If the stockholder be a resident of another state than that in which the bank and persons attempting to violate its charter or commit a breach of trust or duty have their domicile, he may file his bill in the courts of the United States. He has this right under the Constitution and laws of the United States.
The rights and duties of this Court examined and explained as an ultimate tribunal to determine whether laws enacted by Congress, or by state legislatures or decisions of state courts are in conflict with the Constitution of the United States.

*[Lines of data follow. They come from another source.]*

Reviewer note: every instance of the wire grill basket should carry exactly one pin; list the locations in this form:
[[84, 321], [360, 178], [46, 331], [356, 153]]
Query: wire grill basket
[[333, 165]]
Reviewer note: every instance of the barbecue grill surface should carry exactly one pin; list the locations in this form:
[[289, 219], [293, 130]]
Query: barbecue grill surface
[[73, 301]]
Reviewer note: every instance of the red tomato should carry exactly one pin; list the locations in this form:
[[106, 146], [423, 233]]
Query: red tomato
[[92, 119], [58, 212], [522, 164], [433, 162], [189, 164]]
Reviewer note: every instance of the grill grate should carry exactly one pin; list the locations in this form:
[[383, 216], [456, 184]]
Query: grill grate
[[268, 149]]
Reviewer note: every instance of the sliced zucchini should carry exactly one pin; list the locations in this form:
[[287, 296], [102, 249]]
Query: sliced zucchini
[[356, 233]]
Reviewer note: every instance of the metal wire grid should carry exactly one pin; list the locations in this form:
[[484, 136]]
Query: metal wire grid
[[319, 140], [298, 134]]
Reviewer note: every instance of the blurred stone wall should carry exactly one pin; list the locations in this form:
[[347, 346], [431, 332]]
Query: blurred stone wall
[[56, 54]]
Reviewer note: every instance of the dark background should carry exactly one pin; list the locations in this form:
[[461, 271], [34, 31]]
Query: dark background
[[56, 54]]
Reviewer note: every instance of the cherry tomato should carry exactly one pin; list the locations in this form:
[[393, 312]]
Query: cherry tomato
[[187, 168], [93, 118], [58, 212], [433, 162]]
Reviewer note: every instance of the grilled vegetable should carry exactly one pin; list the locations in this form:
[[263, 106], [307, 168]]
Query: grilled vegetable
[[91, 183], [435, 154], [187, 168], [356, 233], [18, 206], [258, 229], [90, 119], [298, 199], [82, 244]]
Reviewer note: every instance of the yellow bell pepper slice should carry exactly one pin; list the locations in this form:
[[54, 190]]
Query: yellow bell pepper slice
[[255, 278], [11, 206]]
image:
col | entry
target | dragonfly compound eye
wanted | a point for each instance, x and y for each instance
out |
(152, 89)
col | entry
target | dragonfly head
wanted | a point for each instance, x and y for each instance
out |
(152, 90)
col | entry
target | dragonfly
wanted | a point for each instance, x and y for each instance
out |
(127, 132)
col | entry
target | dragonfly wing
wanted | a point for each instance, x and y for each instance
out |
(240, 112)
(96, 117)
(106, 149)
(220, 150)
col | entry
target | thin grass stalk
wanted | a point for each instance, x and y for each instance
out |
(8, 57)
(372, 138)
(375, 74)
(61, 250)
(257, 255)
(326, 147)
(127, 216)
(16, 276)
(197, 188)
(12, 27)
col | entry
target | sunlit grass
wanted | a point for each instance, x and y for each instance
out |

Where the State of Ohio chartered a bank in 1845, in which charter was stipulated the amount of tax which the bank should pay, in lieu of all taxes to which said company or the stockholders thereof, on account of stock owned therein, would otherwise be subject; and in 1852, the legislature passed an act levying taxes upon the bank to a greater amount and founded upon a different principle. This act is in conflict with the Constitution of the United States, as impairing the obligation of a contract, and therefore void.
The fact, that the people of the state had, in 1851, adopted a new constitution, in which it was declared that taxes should be imposed upon banks in the mode which the act of 1852 purported to carry out, cannot release the state from the obligations and duties imposed -- upon it by the Constitution of the United States.
The case of Piqua Branch of the State Bank of Ohio v. Knoop, 16 How. 369, again affirmed.
The circumstances of the case are fully stated in the opinion of the Court.